In [1]:
import time
import pandas as pd
import warnings
warnings.filterwarnings(action='ignore', category=UserWarning, module='gensim')
import gensim
from gensim import corpora, models, parsing
from gensim.models import LdaModel
import nltk
import pickle
from nltk.stem import WordNetLemmatizer
from nltk.stem.porter import *
import numpy as np
from sklearn.neighbors import NearestNeighbors
import pyLDAvis.gensim
import itertools
from scipy.sparse import coo_matrix

In [2]:
nltk.download('wordnet', quiet=True)
np.random.seed(2018)
stemmer = PorterStemmer()

In [3]:
class PandasHelper:

    @staticmethod
    def get_id_from_series(series):
        return int(series.index.tolist()[0])

In [33]:
class LDAModel:
    def __init__(self):
        self.no_below = 5
        self.no_above = 0.2
        self.num_topics = 10
        self.num_of_iterations = 100
        self.passes = 3
        self.minimum_probability = 0.01
        self.num_similarities = 30

    def _lemmatize_stemming(self, text):
        return stemmer.stem(WordNetLemmatizer().lemmatize(text))
    
    def _preprocess(self, text):
        unigrams = []
        for token in gensim.utils.simple_preprocess(text):
            if token not in parsing.preprocessing.STOPWORDS and len(token) > 3:
                unigrams.append(self._lemmatize_stemming(token))
        
        return unigrams
    
    def _savePickleFile(self, fileName, data):
        fileName = f'./{fileName}.pickle'
        mappingFile = open(fileName, 'wb')
        pickle.dump(data, mappingFile)
        mappingFile.close()

    def save_model(self, lda, topics):
        lda.save('./model')
        self._savePickleFile('topics', topics)
        
    def save_similarities():
        self._savePickleFile('similarities', similarities)
        
    def get_similarities(self, index, ids):
        sims = []
        coo = coo_matrix(index)
        similarity_matrix = np.zeros(((len(ids)), len(ids)))
        
        print('Started getting LDA similarities')
        for i,j,v in zip(coo.row, coo.col, coo.data):
            similarity_matrix[i, j] = 1 if v > 1 else v
        print('Created similarity matrix')
            
        model_knn = NearestNeighbors(metric='cosine', algorithm='brute')
        model_knn.fit(similarity_matrix)
        print('Created KNN model')
            
        df_similarity_matrix = pd.DataFrame(similarity_matrix, index=ids)
        print('Created DF')
        for i, row in df_similarity_matrix.iterrows():
            movie_row = row.values.reshape(1, -1)
            
            distances, indices = model_knn.kneighbors(movie_row, n_neighbors=self.num_similarities + 1)
            similarities = 1 - distances.flatten()
            similarities = similarities[1:]
            indices = indices.flatten()
            indices = indices[1:]
            
            sims.append({
                'id': i,
                'similarities': [{
                    'id': PandasHelper.get_id_from_series(df_similarity_matrix.iloc[[indices[index]]]),
                    'similarity': float(line)
                } for index, line in enumerate(similarities)]
            })
        print('Finished getting LDA similarities')
        
        return sims
    
    def get_topics(self, lda, corpus, ids):
        documents_topics = [lda.get_document_topics(item) for item in corpus]
        topics = [[tup[1] for tup in lst] for lst in documents_topics]
        df_topics = pd.DataFrame(topics, index=ids)
        
        return df_topics

    def train_model(self):
        data = pd.read_json('../data/movies_data.json', orient='split')
        documents = data['content']
        ids = data['id']
        processed_docs = documents.map(self._preprocess)

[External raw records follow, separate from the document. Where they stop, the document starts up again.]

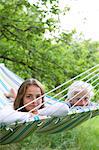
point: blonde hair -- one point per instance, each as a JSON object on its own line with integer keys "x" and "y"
{"x": 79, "y": 86}
{"x": 21, "y": 92}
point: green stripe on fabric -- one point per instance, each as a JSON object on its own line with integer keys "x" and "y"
{"x": 65, "y": 121}
{"x": 16, "y": 134}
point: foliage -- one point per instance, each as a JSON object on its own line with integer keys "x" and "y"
{"x": 25, "y": 50}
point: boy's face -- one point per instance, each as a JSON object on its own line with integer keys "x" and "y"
{"x": 78, "y": 95}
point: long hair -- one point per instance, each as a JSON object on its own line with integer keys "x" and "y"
{"x": 21, "y": 92}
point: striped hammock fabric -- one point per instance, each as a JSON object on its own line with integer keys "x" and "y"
{"x": 18, "y": 130}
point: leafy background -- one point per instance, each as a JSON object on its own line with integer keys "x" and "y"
{"x": 25, "y": 50}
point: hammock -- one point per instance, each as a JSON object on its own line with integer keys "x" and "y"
{"x": 17, "y": 130}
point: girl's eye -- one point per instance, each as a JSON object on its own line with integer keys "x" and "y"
{"x": 28, "y": 96}
{"x": 38, "y": 96}
{"x": 86, "y": 98}
{"x": 78, "y": 99}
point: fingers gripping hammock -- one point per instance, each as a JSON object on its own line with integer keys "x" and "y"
{"x": 14, "y": 129}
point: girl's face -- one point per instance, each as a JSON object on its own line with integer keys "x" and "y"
{"x": 83, "y": 102}
{"x": 32, "y": 92}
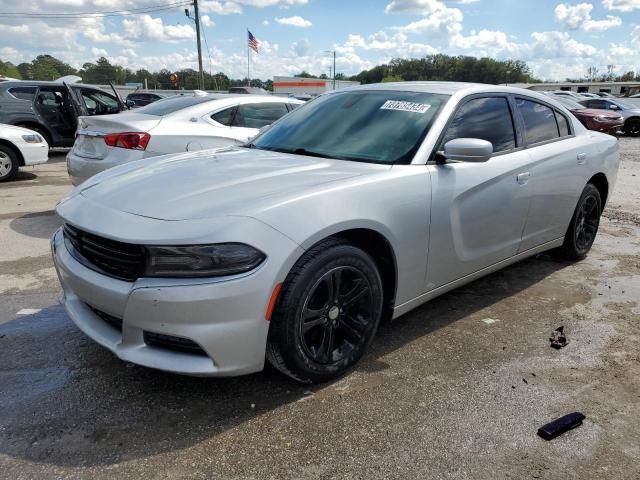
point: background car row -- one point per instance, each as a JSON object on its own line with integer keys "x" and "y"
{"x": 171, "y": 125}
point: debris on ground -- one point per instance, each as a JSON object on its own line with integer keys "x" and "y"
{"x": 558, "y": 339}
{"x": 561, "y": 425}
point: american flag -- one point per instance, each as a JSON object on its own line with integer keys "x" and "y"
{"x": 253, "y": 42}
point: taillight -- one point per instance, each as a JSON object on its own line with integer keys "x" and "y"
{"x": 129, "y": 140}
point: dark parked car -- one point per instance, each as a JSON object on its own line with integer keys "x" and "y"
{"x": 141, "y": 99}
{"x": 628, "y": 110}
{"x": 52, "y": 108}
{"x": 594, "y": 119}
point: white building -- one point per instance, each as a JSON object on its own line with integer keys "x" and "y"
{"x": 298, "y": 86}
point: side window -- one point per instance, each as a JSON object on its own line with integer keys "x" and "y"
{"x": 225, "y": 117}
{"x": 487, "y": 119}
{"x": 23, "y": 93}
{"x": 563, "y": 125}
{"x": 257, "y": 115}
{"x": 539, "y": 121}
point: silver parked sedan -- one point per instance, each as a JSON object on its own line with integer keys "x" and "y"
{"x": 361, "y": 204}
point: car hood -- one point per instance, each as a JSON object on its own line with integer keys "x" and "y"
{"x": 205, "y": 184}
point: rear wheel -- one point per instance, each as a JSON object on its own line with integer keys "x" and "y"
{"x": 326, "y": 314}
{"x": 632, "y": 127}
{"x": 584, "y": 225}
{"x": 9, "y": 163}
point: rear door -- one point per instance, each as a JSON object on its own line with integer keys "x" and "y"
{"x": 478, "y": 209}
{"x": 558, "y": 169}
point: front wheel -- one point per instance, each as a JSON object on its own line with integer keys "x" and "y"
{"x": 327, "y": 312}
{"x": 8, "y": 163}
{"x": 584, "y": 225}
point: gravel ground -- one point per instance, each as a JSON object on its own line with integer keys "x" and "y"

        print('Start training LDA model...')
        dictionary = gensim.corpora.Dictionary(processed_docs)
        dictionary.filter_extremes(no_below = self.no_below, no_above=self.no_above)
        corpus = [dictionary.doc2bow(doc) for doc in processed_docs]
        
        tf_idf = models.TfidfModel(corpus)
        corpus_tf_idf = tf_idf[corpus]
        
        lda = LdaModel(
            corpus_tf_idf,
            num_topics=self.num_topics,
            id2word=dictionary,
            passes=self.passes,
            iterations=self.num_of_iterations,
            minimum_probability=self.minimum_probability)
        
        index = gensim.similarities.MatrixSimilarity(corpus_tf_idf)
        print('Finished training LDA model...')
        
        return lda, corpus_tf_idf, index, ids

In [34]:
lda_model = LDAModel()

In [35]:
lda, corpus, index, ids = lda_model.train_model()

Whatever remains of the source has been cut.